Last weekend, we went to the Wembley of sumo, the Kokugikan in Ryogoku, Tokyo, to watch a day of wrestling for ourselves. The first fight of the day starts at 8.30, with trainee rikishi vying for experience and getting used to the big match environment, rather than training in the stables (their training quarters rather disturbingly go by the English translation of stables, and are where all the rikishi live and train). We arrived at about half 11, and although there were fights going on, the place was as good as empty. We found our seats up on the second floor, and waited for the next fight to begin.
The fights start with the competitors’ names being called in a melodious high pitched warble by the yobidashi – so unintelligible does it become that until we had the name of the rikishi in front of us, we couldn’t understand who was fighting! The two competing rikishi then step onto the ring, or dohyo, and begin their preparations. Generally, they won’t fight for another 3 or 4 minutes at this point, and will behave in a curious manner of bending over, slapping their thighs and stomping their feet, to bring a mixture of good luck and to drive bad luck away,
Then, the competitors will face each other in the ring, bend down, clap and open their arms to show they’re not hiding any weapons. Just as they look ready to start, they’ll stand up again and go back into their corner, get some salt from a pot on the floor and throw it into the ring to purify it ahead of the fight. After several repetitions of facing each other, staring each other out, clapping, foot stomping, thigh-slapping and salt throwing, the fight will begin, many minutes after first entering the ring. For the trainees, this happens almost immediately, but for the higher ranked rikishi, they’re allowed up to four minutes of this faffing!

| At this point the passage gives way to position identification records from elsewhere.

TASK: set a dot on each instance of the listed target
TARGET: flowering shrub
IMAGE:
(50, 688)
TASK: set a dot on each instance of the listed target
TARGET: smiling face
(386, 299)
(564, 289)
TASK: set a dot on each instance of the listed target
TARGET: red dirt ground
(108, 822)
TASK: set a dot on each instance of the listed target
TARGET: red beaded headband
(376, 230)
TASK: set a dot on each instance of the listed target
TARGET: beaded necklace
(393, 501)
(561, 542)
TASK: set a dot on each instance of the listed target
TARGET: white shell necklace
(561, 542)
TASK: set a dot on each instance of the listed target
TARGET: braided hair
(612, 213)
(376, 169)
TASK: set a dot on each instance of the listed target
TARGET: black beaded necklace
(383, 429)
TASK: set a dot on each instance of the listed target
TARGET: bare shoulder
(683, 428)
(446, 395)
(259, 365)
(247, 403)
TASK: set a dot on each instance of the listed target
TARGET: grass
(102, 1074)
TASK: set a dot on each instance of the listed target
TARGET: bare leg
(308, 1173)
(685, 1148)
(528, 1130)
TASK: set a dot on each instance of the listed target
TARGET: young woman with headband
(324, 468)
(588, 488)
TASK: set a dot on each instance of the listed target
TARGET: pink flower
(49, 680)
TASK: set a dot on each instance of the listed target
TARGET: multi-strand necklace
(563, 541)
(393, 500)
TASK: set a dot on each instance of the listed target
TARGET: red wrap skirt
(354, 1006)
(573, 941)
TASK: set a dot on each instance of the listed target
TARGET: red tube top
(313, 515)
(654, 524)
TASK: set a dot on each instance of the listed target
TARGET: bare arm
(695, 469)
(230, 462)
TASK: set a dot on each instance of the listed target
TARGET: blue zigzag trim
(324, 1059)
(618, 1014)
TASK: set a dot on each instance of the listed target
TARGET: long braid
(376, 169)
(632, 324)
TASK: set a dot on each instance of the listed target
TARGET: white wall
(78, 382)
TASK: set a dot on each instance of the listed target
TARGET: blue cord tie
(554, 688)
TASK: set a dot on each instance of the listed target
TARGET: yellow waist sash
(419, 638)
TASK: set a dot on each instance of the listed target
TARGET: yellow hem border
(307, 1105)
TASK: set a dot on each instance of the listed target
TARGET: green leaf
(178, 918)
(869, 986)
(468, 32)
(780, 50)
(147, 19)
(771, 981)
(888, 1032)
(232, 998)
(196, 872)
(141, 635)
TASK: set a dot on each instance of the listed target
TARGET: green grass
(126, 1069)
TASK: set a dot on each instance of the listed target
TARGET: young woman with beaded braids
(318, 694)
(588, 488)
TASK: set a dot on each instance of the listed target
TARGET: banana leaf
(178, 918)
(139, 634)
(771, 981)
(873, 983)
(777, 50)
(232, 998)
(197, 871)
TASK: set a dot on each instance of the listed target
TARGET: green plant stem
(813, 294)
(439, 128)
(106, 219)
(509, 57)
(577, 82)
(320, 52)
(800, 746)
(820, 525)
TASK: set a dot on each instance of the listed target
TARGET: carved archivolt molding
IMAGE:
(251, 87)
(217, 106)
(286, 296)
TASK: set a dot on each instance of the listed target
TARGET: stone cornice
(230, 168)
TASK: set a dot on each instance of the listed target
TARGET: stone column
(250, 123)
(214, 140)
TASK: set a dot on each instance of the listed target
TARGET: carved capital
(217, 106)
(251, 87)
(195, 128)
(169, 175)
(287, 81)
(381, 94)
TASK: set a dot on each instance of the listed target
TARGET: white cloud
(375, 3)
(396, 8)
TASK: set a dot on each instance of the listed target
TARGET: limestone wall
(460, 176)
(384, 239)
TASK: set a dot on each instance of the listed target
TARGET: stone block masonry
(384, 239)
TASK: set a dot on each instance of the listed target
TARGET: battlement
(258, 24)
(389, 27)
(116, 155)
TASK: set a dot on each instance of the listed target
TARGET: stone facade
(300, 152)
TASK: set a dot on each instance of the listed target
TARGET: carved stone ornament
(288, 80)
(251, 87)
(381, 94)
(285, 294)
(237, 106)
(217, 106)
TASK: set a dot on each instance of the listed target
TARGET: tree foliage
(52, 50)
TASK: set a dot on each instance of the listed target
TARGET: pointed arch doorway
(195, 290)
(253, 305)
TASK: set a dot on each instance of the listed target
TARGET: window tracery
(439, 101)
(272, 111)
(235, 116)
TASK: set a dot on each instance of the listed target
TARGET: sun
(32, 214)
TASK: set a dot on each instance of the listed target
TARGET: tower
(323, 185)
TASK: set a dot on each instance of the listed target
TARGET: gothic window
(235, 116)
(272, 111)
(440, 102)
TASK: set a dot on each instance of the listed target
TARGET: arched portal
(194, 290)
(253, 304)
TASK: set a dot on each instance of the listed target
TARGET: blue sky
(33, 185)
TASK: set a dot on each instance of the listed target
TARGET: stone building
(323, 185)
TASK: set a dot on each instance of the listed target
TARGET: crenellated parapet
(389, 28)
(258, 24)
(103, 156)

Once the fight begins, despite all the preparations it’s usually over within seconds. To win the bout, a rikishi must either push his opponent out of the ring, or force any part of his body other than his feet to touch the ground within it. We saw some top class grappling, with some fights almost making 60 seconds, but the majority were done within 10 seconds or even sooner due to schoolboy errors or swift movement from the giant contestants (some of them are enormous, but they can move pretty sprightly!).
Because of the uneven time weighting between the (let’s be honest here) pretty boring preparation and the exciting wrestling, I felt it was akin to heading to Lords to watch the cricket – for the aficionado, it’s probably riveting, with little nuances and stories amongst the rikishi that the layman just wouldn’t know about; for that lay-tourist however, there was a lot of waiting and comparatively little action, and in fact, like at the cricket, many of the locals brought a newspaper or a book for the downtime.
At the end of the day’s schedule, the sumo grandmasters (or yokozuna) had their battle. Currently their are two yokozuna, Hakuho and Harumafuji, and the crowd went wild for their fights. Harumafuji particularly impressed me for his very camp style of throwing salt into the ring, one hand on his hip, the other throwing the salt with a flick of his wrist in an incredibly blasé manner. Despite their billing, or possibly because of it, their fights didn’t last any longer than the others, and although perhaps I tricked myself into thinking they had better technique (though I didn’t really know what I was looking for) aside from the additional fervour from the crowd, the yokozuna flights weren’t much different from the others.
Overall, I’m glad I went to see it, as the traditions and rituals are very Japanese, but I don’t know if I’ll be hurrying back again to see it in January when the tournament next comes back to Tokyo.